Bu Ratna menahan lengannya. “Kak, jangan! Itu sangat berbahaya!”
“Tapi aku pernah bantu membuatnya. Hanya aku yang tahu kodenya.”
Ia menatap Rian. “Kalau ayah nggak kembali dalam dua menit, kau bawa semua orang keluar.”
“Tidak, Ayah!”
Rama tak mendengar. Ia berlari ke arah inti mesin, menembus kepulan uap panas. Tangannya menekan panel manual di bawah tabung besar. Layar menampilkan pesan:
> Verifikasi DNA Rama Surya Akses diterima.
“Transfer daya dimulai…”
Cahaya biru memancar dari inti, membungkus Rama sepenuhnya.
“Kakak!” teriak Bu Ratna.
Lia dan Bowo mencoba menariknya keluar, tapi listrik menyambar keras.
Kilatan cahaya memenuhi seluruh ruangan. Suara Doktor Arya memekik.
“Kau pikir bisa menghentikanku, Rama!? Aku sudah ada di setiap serpihan data, dan di setiap darah keluarga kalian!”
Rama menggertakkan gigi. “Kalau begitu aku matikan darahku juga.”
Tangannya menekan tombol terakhir di panel.
Layar menampilkan pesan:
>Core Overload Manual Shutdown Initiated.
Semua lampu menyala terang, lalu padam seketika.
Ledakan cahaya memenuhi ruangan, dan setelah itu — hanya hening.

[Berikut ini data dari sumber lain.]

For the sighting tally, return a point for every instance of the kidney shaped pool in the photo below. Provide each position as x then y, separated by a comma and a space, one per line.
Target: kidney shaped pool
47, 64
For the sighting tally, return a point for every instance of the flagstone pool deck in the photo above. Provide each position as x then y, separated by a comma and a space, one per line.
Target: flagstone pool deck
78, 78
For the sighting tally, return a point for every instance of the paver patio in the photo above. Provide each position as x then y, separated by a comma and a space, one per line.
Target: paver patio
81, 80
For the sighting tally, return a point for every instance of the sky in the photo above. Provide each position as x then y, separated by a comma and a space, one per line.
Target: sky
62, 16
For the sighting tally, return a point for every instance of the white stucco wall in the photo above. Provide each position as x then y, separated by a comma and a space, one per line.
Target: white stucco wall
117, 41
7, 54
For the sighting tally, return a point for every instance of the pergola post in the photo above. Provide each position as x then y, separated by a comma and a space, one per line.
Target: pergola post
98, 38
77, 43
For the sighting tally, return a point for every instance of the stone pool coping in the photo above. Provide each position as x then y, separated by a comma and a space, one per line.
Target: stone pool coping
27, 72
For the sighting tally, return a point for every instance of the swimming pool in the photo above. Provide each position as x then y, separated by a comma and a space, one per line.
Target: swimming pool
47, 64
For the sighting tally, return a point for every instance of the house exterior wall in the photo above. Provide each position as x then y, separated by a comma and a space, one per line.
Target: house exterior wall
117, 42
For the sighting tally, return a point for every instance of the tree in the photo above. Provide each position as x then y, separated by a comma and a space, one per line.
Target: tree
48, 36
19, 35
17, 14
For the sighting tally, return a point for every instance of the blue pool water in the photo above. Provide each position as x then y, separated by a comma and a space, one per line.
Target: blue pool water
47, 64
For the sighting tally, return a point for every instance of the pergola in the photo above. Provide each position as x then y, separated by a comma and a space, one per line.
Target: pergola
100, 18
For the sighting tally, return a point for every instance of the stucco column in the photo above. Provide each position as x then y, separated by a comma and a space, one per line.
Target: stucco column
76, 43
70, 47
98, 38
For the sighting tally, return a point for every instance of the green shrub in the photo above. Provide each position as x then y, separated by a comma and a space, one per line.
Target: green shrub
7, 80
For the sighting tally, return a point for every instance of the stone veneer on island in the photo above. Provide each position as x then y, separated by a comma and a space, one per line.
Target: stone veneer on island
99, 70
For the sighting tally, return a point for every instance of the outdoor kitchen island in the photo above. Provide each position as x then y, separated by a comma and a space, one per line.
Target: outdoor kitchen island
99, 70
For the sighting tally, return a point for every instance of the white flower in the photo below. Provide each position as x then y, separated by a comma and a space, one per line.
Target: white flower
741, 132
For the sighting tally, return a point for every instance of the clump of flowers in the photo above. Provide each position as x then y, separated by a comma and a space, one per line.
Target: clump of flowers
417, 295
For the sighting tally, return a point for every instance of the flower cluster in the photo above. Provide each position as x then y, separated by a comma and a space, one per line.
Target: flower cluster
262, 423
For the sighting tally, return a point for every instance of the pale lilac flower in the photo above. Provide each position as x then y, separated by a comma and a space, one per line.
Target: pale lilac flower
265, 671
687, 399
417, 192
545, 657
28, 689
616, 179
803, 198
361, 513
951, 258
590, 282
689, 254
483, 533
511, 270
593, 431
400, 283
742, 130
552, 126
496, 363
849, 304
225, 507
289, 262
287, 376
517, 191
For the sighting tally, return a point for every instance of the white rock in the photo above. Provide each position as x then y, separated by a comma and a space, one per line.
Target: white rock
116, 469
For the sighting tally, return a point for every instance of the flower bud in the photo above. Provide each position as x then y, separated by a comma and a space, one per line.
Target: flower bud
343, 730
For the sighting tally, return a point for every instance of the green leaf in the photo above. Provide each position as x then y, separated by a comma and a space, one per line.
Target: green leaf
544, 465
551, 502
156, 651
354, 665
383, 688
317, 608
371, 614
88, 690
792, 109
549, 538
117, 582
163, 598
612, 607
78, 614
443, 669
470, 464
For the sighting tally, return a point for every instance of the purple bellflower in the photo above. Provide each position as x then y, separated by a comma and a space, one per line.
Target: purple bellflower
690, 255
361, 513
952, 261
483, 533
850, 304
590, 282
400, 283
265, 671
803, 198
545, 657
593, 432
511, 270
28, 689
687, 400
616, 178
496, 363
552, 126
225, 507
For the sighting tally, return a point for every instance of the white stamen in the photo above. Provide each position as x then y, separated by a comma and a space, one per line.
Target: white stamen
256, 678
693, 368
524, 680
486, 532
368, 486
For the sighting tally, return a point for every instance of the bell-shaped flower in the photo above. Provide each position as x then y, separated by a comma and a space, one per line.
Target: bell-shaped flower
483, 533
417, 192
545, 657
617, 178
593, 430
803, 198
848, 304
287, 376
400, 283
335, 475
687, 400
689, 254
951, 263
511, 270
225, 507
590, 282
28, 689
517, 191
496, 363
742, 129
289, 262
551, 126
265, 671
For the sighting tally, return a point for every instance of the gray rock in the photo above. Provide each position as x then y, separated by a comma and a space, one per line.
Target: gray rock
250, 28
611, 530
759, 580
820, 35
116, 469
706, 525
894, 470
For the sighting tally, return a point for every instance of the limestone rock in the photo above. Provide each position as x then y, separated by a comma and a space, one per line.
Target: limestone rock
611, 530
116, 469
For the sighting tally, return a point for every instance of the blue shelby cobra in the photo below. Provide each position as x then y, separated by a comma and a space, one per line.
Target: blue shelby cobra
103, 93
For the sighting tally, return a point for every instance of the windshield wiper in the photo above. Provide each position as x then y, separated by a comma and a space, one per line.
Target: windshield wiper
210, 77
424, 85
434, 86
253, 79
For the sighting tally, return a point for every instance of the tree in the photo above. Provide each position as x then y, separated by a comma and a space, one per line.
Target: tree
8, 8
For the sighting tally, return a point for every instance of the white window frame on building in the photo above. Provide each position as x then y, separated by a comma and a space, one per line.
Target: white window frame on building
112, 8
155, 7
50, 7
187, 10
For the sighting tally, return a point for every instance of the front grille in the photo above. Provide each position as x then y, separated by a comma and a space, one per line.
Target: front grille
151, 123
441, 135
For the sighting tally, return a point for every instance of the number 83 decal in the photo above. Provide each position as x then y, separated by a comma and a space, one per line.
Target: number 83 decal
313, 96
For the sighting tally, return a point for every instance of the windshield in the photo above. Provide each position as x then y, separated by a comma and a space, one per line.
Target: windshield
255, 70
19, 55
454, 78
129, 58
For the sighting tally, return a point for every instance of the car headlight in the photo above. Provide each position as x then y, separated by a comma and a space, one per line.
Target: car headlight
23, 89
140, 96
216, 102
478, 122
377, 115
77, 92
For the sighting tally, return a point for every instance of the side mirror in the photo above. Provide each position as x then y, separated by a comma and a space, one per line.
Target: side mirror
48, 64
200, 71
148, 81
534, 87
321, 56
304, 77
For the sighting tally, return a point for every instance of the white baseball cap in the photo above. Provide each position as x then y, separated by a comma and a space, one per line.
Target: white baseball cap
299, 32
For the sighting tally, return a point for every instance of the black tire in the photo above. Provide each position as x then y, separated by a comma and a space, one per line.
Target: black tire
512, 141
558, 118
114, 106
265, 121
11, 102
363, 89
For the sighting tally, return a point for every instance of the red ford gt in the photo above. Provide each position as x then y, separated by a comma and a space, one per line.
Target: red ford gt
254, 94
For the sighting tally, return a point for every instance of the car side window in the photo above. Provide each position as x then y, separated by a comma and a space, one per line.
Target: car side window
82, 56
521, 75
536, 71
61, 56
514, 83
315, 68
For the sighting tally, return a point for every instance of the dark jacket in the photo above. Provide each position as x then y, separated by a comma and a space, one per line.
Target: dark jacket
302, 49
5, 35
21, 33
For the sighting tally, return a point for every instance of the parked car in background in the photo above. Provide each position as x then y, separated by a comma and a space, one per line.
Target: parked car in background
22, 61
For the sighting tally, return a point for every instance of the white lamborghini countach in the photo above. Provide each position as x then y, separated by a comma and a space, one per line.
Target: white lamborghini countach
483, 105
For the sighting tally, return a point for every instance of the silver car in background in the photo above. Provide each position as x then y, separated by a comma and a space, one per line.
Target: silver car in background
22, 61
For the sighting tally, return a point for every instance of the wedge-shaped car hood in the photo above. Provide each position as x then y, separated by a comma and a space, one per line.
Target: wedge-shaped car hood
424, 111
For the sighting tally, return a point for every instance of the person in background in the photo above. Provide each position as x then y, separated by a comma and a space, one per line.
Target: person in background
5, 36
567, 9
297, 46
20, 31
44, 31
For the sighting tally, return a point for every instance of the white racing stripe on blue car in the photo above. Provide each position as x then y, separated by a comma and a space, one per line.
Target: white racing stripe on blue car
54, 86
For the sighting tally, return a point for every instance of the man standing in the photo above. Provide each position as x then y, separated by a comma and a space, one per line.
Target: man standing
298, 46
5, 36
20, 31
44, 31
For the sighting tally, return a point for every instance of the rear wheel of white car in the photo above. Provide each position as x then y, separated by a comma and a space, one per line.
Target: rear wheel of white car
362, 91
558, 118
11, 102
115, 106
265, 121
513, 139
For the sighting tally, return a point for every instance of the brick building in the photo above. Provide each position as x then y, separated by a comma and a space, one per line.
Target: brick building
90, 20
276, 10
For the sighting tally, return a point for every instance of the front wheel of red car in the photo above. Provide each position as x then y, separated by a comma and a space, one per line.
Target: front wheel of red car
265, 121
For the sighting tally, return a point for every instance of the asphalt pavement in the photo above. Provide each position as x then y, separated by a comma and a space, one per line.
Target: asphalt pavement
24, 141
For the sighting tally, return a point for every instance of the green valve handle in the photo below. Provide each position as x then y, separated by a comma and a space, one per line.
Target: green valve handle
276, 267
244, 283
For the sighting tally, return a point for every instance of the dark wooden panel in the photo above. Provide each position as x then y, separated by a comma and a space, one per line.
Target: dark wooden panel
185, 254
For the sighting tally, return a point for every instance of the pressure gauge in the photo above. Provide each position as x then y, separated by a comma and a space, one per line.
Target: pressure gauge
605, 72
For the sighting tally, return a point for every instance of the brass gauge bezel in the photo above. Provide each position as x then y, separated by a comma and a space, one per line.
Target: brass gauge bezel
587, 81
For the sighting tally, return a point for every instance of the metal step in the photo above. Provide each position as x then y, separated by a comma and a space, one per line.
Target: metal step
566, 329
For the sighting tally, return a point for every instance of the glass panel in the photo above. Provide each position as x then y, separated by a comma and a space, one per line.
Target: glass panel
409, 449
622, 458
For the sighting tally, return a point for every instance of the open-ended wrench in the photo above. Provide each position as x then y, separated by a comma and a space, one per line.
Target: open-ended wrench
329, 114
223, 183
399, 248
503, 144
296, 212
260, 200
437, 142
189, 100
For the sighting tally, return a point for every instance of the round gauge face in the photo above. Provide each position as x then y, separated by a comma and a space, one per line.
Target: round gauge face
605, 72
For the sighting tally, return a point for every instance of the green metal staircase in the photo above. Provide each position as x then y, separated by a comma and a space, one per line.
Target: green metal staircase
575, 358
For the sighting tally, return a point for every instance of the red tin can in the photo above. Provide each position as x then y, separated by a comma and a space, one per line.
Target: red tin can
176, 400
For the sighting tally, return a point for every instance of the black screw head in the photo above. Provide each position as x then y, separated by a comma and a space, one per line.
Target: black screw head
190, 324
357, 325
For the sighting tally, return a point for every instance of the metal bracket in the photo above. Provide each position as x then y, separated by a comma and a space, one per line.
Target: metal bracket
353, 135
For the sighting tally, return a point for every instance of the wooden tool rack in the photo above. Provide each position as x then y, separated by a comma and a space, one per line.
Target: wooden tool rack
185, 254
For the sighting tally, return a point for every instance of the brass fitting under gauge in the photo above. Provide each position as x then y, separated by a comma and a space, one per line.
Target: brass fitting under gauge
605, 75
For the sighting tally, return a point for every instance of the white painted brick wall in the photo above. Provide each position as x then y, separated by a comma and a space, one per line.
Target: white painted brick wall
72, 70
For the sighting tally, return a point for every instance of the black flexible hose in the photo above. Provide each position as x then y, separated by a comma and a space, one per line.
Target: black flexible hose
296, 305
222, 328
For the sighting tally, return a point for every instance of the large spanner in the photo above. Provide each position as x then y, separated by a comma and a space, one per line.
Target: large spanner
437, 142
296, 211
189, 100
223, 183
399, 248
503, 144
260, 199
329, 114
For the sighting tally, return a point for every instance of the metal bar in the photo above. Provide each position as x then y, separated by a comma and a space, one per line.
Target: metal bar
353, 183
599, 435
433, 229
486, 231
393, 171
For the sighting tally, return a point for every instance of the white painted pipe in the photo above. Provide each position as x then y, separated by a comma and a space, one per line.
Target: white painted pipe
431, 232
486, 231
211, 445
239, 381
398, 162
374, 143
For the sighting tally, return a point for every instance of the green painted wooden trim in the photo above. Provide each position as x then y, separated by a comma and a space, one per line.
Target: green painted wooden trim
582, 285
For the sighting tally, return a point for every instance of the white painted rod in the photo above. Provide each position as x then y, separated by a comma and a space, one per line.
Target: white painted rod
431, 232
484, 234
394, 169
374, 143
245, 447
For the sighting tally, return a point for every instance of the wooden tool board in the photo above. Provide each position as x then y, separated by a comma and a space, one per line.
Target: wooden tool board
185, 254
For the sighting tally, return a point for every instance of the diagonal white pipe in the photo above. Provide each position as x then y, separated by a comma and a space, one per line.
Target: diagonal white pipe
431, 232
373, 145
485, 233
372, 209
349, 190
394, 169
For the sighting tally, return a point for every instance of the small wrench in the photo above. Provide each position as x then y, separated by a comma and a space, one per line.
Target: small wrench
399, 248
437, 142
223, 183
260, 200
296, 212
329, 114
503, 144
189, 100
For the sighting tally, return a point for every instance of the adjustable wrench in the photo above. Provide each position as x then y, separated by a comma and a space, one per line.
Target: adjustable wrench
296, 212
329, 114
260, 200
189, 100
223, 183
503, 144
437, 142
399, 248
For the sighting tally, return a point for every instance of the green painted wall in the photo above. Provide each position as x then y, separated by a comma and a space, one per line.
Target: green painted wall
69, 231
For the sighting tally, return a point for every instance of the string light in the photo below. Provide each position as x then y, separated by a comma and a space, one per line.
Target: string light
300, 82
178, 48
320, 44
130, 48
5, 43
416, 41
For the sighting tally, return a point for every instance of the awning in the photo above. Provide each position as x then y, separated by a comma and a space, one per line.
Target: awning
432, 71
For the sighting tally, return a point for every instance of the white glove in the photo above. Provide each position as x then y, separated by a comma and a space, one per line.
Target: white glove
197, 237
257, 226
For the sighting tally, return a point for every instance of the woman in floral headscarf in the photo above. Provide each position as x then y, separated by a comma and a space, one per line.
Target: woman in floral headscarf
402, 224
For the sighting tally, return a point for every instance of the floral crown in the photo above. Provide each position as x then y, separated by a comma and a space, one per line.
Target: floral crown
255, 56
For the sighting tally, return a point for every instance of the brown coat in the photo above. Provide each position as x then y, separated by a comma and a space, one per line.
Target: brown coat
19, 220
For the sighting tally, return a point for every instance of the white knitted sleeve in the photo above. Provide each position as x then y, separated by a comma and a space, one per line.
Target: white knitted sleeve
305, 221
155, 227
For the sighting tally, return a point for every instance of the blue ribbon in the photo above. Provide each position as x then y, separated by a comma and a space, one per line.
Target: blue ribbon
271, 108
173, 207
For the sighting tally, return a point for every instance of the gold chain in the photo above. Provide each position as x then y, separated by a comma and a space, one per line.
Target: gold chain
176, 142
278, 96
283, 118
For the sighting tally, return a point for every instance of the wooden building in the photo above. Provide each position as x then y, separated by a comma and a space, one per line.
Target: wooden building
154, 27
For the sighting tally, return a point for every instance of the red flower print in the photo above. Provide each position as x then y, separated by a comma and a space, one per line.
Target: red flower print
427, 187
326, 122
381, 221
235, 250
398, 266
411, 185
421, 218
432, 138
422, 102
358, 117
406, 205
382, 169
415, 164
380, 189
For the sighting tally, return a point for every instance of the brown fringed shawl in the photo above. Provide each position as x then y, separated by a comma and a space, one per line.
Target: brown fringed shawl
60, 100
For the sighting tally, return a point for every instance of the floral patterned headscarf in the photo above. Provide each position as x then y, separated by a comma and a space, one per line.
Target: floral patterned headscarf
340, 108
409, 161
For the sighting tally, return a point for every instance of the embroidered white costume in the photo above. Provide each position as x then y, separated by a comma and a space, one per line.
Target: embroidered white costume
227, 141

Beberapa detik kemudian, debu turun seperti salju.
Rian terbatuk, menatap ke sekeliling. Mesin itu sudah mati. Tak ada lagi suara, tak ada lagi cahaya.
“Tante Ratna… Ayah…?”
Bu Ratna masih di sana, berlutut di dekat inti. Rambutnya berantakan, tapi ia hidup. Ia menatap panel yang sudah meleleh.
Namun kakak nya Rama tak ada di mana pun.
Hanya liontin logam kecil milik Rama yang tergeletak di lantai yang sudah menghitam.
Bu Ratna memungutnya dengan tangan gemetar, lalu menatap ke arah Rian. “Dia berhasil…”
Rian menggigit bibir, air mata jatuh tanpa bisa ditahan. “Ayah…”
Doni menepuk pundaknya pelan. “Dia sudah menyelamatkan kita semua bu…”
Salsa menatap layar yang kini padam sepenuhnya, lalu menyalakan kameranya. “Kayaknya ini akhir dari semuanya, ya?”
Bu Ratna berdiri pelan. “Tidak, Salsa… ini bukan akhir. Ini hanya jeda.”
Mereka semua menatapnya bingung.
Bu Ratna menatap ke arah sisa inti mesin. Di sana, di sudut layar yang pecah, satu huruf masih berkedip samar:
A.R.Y…
Lalu mati total.
Hening.
Tapi dari lorong di belakang mereka, pelan-pelan, terdengar lagi suara…
seperti napas seseorang panjang ,berat, dan hidup.